Nun, Cassandra würde ihm jedenfalls nie verraten, was sie mit eigenen Augen gesehen hatte. Wenn sie ihm das sagte, würde er wahrscheinlich erraten, warum sie ihn verlassen hatte. Nämlich, weil sie ihn liebte und seinen Betrug nicht ertragen konnte. Mochte er doch weiterhin glauben, dass sie ihn aus ihrem Leben vertrieben hatte, weil sie ihn nicht genug liebte und die Karriere ihr wichtiger war als er. Das war definitiv die Sicht, die sie selbst bevorzugte.

Nun, die Trennung hatte er ja rasch verwunden. Innerhalb eines Jahres hatte er sich neu verliebt und jemand anderen geheiratet. Sein Ego war verletzt worden, seine Gefühle für sie schien er schnell ad acta gelegt zu haben.

Aber jetzt war es Zeit, das Gespräch auf das Thema zu lenken, das ihr noch am Herzen lag.

Beinah beiläufig erkundigte sie sich nach seinen aktuellen Geschäftsbereichen, seiner Beteiligung an einem Fernsehsender. Und dann fragte sie weiter: „Ich habe gehört, du hast Interesse an der Übernahme von Key Club gezeigt. Darf ich fragen, warum?“

Key Club war ein Unternehmen, das sich auf Freizeitaktivitäten konzentrierte. Zu dem Konzern gehörte etwa ein Dutzend Hotels in ganz Europa. Und diese Information über Damons Übernahmepläne hatte ihr Simpson, der Firmenanwalt, zugespielt.

Sie lächelte und legte den Kopf etwas zurück. „Das wäre doch ein Vorpreschen auf ein ganz neues Gebiet, nicht wahr?“ Bisher hatte Damon noch nicht in den Hotelbereich investiert.

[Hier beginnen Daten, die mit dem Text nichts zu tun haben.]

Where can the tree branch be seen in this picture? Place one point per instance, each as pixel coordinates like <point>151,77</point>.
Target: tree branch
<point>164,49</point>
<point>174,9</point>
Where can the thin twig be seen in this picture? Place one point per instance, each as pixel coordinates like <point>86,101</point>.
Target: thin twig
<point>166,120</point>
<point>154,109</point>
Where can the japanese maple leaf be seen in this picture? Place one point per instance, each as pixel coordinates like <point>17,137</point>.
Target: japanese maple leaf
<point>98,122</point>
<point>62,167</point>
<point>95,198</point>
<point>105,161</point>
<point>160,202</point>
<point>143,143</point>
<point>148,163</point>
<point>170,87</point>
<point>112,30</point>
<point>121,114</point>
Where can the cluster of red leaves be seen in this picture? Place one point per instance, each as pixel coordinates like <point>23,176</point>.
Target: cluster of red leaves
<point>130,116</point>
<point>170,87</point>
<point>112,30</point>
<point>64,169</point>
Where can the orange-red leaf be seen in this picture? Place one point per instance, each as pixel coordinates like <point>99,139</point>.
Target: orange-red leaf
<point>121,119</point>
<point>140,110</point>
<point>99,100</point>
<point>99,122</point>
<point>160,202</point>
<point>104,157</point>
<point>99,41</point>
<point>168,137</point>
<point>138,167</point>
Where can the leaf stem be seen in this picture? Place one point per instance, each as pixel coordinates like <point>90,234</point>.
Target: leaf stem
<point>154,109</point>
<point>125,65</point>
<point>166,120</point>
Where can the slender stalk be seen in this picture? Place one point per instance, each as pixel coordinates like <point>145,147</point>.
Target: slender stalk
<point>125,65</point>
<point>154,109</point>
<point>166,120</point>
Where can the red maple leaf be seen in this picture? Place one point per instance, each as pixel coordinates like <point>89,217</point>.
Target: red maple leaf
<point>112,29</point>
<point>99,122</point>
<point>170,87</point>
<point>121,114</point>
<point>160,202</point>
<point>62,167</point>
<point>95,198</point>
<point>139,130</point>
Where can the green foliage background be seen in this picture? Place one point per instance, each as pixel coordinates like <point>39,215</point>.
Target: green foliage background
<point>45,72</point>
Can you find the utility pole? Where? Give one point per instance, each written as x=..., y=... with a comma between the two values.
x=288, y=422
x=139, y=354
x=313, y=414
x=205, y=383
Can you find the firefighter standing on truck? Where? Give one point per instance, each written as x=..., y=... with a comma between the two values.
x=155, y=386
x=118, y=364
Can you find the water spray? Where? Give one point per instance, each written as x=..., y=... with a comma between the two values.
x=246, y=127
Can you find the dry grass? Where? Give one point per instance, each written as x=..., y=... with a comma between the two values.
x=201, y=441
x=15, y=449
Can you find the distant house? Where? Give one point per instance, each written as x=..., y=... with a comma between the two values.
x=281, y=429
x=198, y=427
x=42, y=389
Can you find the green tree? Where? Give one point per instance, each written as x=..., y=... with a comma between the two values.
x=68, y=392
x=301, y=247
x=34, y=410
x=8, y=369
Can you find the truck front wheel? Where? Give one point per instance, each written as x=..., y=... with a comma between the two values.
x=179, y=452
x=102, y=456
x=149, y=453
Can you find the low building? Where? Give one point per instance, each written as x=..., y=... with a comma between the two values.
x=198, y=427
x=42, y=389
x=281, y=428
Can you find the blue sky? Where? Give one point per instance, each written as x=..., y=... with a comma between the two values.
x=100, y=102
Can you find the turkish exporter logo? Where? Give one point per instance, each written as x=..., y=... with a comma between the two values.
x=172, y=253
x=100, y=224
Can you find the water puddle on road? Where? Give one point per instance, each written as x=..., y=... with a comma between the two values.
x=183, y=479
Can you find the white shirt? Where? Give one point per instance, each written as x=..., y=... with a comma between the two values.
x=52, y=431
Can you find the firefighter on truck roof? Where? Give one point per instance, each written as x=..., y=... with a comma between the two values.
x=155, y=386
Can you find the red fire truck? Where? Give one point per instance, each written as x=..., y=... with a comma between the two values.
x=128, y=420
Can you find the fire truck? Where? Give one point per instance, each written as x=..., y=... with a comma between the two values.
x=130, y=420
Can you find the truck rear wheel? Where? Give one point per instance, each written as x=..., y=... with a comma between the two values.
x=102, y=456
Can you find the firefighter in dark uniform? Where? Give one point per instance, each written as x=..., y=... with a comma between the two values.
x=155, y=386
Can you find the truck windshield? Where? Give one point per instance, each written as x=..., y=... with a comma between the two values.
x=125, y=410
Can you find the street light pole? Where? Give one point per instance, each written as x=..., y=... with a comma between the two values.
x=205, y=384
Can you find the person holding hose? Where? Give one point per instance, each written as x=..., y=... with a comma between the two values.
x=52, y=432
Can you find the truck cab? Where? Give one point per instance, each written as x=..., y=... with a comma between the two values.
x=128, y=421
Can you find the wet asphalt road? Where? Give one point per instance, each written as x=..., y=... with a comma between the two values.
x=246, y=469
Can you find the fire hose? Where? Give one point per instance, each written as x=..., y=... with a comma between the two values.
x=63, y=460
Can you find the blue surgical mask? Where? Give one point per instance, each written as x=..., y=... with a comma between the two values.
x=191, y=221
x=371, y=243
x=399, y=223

Damon lächelte ganz unschuldig zurück. „Es ist immer gut, seine Geschäftssphäre auszuweiten. Und Key Club ist eine Firma mit einem großen Potential.“ Er kniff die Augen zusammen, um sie genauer in Augenschein zu nehmen. „Aber du hast sicher auch gehört, dass meine Übernahmepläne vorläufig zurückgestellt sind, wenn man es so sagen kann.“

Das hatte ihr Simpson auch verraten. Damon schien ein Angebot gemacht zu haben, mit dem die Gegenseite nicht zufrieden war. Aber Damon sei anscheinend nicht bereit gewesen, ein höheres Gebot abzugeben.

„Du hast diese Idee also aufgegeben?“

„Nun, sagen wir mal, ich habe sie auf Eis gelegt. Der Zeitpunkt stimmte einfach nicht. Aber was nicht ist, kann ja noch werden. Vielleicht kann ich den Handel ja irgendwann in der Zukunft abschließen, wer weiß.“

Er lächelte erneut. „Man wartet und beobachtet genau, was passiert. Man umkreist sozusagen das Opfer und hat auf alles ein Auge. Und dann, wenn alle Voraussetzungen stimmen, schlägt man zu.“

Wie ein Adler, der von hoch oben auf dem Berg auf seine Beute lauert und dann angreift. Diese Analogie trifft auf Damon zu, dachte Cassandra. Er ist unverfroren und ohne Gewissensbisse.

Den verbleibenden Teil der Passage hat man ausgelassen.